Given this history, what can be the solution to today’s dangerous situation between the United States and North Korea? Interestingly, the United States has already offered North Korea an agreement that would likely still be acceptable to all parties.

In 1994, President Bill Clinton convinced North Korea to end its development of nuclear weapons in exchange for normalized economic and diplomatic relations with the United States. In a good-faith furthering of that agreement, North Korea submitted to limited weapons reductions while the United States canceled scheduled military exercises with South Korea. Because North Korea used its plutonium production plant for energy as well as for nuclear weapons, the Clinton administration agreed to provide the North Koreans with needed fuel oil at least until two light water reactors could be built with U.S. assistance. Light water nuclear reactors do not produce the high-grade plutonium used in nuclear weapons.

The United States, however, did not deliver on these promises. After Republican advances in the 1994 midterm elections, Clinton never pressed Congress for authorization to implement the agreement. North Koreans did not actually shift to full-scale nuclear weapons production until 2002, after President George W. Bush denounced North Korea as a member of the “axis of evil” and refused to negotiate further.

Such a framework can still form the basis for a peaceful agreement. It can work, however, only if the United States is willing to provide a meaningful quid pro quo.

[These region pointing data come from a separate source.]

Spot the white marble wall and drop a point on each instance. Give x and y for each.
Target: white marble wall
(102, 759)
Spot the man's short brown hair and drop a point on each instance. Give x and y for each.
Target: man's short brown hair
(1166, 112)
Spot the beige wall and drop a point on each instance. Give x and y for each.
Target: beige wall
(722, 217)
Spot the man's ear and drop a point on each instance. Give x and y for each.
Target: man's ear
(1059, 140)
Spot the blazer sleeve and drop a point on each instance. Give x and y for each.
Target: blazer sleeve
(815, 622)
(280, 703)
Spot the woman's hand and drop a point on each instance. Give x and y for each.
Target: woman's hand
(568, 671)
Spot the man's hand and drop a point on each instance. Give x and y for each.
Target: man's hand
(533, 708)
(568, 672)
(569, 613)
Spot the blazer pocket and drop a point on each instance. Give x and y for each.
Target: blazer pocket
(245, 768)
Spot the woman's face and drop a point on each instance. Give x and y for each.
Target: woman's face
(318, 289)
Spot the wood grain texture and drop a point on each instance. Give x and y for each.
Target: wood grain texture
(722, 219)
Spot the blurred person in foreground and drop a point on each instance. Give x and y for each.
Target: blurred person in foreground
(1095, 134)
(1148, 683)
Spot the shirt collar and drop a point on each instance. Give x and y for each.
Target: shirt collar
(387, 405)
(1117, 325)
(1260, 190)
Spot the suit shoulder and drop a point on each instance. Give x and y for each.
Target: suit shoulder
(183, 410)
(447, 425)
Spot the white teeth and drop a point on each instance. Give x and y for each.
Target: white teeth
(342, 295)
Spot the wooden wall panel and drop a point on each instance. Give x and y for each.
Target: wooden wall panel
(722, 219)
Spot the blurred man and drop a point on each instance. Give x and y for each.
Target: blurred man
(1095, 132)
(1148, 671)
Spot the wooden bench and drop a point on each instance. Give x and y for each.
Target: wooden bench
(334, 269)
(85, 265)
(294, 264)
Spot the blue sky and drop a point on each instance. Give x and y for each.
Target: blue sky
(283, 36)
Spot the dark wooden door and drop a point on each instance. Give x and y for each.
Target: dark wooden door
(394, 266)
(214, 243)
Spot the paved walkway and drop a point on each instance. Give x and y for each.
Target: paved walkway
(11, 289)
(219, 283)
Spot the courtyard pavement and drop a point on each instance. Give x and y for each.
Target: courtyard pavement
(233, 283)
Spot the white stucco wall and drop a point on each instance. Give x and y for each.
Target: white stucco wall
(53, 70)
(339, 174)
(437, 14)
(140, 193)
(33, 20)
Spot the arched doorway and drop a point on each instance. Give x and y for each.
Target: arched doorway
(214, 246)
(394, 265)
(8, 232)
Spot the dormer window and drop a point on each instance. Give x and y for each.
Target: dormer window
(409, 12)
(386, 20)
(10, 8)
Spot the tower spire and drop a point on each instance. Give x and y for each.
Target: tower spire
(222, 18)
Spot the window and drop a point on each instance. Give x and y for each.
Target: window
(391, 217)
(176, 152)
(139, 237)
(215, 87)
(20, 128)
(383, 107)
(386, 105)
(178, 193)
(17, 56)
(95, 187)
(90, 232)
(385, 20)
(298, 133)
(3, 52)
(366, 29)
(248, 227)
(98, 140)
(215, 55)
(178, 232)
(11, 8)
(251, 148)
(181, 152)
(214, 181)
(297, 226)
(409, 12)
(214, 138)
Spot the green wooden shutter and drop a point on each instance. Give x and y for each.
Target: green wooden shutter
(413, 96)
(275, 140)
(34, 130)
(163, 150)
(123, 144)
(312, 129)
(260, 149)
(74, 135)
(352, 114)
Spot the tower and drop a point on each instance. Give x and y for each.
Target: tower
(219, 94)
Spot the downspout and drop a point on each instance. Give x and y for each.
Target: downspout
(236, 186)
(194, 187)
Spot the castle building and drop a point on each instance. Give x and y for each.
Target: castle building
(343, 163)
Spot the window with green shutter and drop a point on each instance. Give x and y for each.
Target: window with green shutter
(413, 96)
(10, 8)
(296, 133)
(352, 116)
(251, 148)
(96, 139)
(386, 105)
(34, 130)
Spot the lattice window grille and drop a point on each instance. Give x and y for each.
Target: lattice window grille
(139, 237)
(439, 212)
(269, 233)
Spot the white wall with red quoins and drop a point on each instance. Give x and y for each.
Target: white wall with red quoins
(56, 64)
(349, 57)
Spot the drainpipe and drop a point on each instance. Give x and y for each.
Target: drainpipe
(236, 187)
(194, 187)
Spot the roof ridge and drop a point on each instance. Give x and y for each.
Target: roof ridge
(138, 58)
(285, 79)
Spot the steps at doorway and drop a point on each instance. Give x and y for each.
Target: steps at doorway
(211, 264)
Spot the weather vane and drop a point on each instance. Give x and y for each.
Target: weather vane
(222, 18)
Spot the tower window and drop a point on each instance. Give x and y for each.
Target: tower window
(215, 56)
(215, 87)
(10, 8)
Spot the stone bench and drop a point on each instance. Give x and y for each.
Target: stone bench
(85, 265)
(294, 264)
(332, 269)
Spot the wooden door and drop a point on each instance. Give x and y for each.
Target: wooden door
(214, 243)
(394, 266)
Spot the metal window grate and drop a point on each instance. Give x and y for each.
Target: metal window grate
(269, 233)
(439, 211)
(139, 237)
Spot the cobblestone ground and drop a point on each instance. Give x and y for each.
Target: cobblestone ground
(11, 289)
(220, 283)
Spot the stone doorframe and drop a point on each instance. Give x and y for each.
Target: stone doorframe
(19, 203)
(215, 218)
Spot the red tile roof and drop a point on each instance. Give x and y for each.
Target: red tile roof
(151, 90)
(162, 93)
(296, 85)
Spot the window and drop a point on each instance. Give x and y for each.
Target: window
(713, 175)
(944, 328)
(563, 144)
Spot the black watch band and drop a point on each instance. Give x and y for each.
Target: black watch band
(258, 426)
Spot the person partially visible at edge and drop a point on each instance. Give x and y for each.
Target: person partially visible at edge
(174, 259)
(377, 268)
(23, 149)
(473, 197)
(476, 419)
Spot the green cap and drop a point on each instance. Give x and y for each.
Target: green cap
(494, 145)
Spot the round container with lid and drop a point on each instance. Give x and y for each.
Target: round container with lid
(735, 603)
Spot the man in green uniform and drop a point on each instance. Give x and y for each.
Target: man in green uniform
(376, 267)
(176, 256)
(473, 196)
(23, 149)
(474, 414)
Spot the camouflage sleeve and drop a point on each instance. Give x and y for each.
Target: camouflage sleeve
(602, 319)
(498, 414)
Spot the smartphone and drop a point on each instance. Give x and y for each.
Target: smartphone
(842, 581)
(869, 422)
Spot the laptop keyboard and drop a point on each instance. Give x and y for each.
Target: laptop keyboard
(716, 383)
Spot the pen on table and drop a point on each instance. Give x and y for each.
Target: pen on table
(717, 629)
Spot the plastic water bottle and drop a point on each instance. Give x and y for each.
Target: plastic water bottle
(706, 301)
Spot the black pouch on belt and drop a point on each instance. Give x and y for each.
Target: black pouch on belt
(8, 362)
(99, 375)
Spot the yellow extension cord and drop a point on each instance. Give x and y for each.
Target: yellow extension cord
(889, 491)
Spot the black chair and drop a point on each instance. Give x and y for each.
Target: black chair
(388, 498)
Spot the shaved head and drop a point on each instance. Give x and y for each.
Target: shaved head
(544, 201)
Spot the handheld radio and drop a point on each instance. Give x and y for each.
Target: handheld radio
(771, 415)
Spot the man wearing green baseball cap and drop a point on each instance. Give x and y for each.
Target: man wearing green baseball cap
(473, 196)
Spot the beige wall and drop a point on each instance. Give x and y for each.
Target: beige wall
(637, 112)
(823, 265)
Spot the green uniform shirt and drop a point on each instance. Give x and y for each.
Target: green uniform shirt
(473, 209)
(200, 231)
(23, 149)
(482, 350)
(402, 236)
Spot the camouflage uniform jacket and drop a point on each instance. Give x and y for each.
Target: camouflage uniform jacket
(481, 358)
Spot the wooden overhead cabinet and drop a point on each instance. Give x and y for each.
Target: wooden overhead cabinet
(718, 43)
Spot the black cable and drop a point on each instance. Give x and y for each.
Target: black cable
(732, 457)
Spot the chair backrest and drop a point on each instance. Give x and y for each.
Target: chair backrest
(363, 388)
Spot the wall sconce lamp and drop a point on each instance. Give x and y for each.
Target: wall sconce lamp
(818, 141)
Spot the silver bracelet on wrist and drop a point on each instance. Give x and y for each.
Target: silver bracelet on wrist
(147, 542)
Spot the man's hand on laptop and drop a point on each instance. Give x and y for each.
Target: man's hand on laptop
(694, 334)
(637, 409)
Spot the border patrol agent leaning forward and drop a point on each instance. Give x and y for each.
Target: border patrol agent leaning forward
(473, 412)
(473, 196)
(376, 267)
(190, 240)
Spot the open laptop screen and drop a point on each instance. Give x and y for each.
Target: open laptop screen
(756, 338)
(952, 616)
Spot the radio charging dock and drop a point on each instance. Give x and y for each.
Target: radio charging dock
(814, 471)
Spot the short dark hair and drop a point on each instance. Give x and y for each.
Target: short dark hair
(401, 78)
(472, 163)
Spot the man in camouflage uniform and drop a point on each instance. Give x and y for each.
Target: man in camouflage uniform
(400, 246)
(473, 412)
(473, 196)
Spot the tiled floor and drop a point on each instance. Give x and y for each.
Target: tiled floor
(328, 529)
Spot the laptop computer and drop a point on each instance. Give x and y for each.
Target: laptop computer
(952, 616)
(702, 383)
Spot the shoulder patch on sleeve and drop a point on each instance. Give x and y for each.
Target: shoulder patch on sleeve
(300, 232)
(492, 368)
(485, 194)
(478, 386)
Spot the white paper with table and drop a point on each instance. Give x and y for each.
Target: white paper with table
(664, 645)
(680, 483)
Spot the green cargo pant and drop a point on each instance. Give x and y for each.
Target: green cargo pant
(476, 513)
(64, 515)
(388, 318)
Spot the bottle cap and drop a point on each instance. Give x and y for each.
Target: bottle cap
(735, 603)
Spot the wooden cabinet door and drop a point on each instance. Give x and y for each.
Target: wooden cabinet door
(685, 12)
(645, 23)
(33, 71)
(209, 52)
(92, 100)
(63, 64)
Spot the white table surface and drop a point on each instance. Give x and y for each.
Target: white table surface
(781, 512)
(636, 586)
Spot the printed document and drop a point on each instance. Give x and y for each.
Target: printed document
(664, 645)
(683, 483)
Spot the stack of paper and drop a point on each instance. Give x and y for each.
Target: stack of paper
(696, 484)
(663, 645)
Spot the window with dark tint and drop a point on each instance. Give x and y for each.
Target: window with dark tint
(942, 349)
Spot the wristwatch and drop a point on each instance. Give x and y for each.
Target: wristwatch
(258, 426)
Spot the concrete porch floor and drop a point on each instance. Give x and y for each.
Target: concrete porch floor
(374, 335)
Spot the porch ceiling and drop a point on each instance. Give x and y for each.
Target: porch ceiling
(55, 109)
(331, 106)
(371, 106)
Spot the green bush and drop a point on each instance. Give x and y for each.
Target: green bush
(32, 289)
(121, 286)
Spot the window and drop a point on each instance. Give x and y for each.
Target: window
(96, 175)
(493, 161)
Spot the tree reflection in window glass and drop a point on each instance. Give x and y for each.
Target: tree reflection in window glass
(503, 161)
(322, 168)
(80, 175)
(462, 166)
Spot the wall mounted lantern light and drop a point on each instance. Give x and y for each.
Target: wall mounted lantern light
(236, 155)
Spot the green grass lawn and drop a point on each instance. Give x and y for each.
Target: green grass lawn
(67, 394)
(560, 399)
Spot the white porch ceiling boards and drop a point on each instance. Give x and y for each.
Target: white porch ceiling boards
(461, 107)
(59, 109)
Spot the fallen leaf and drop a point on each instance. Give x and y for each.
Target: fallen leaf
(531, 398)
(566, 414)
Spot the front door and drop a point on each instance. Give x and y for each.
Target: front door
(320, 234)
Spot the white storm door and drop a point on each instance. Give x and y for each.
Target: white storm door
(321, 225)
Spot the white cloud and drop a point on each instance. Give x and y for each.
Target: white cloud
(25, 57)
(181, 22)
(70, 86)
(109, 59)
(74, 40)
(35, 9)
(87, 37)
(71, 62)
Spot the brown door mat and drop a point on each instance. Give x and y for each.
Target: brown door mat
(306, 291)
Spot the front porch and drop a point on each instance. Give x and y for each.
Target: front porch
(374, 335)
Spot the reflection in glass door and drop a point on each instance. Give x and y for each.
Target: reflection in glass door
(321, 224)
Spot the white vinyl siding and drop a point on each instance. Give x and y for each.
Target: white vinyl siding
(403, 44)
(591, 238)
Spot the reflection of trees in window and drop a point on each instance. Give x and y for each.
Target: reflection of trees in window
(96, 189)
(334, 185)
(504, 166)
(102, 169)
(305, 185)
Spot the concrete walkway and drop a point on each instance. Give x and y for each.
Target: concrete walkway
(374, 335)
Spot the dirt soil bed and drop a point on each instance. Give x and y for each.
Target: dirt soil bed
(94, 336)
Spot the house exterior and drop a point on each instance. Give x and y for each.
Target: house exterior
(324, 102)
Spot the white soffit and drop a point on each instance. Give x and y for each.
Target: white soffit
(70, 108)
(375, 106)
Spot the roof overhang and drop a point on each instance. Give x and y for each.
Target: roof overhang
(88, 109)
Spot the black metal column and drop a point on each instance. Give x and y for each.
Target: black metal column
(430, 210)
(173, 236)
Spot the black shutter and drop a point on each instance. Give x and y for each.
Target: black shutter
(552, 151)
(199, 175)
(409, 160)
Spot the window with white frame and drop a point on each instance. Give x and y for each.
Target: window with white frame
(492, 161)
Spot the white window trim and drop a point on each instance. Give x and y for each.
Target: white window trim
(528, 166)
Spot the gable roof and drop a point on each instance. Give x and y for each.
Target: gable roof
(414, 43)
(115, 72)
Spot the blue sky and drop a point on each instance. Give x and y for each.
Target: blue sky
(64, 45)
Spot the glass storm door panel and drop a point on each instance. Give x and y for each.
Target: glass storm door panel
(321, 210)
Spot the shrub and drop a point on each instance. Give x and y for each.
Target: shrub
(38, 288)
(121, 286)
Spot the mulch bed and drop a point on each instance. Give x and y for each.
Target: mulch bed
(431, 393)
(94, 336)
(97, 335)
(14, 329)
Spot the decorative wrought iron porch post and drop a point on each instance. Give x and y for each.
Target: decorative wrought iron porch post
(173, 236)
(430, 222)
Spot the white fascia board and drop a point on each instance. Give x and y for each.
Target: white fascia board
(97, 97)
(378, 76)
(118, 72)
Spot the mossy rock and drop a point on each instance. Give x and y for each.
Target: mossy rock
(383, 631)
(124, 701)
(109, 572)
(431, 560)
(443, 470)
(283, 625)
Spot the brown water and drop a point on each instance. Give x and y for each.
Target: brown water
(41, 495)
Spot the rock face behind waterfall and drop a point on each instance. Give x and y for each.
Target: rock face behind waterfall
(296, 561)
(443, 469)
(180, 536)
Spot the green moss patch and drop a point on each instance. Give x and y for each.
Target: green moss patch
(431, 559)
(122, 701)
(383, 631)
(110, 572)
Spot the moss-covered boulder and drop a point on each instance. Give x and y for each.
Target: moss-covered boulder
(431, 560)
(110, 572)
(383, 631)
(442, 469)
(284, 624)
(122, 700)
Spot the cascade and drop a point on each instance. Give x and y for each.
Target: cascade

In exchange for North Korea’s acceptance of international oversight of its freezing or modifying its nuclear weapons development system, the United States and South Korea must be willing to renounce any future overt or covert actions to undermine the North Korea regime, terminate their threatening joint military exercises and, perhaps, sign a peace treaty finally ending the Korean War.

We already have a workable solution for a North Korea that is surrounded by countries that have invaded or occupied it and seeks to coexist today with the world’s most powerful military still technically at war with it and dangerously poised to invade or use the nuclear option.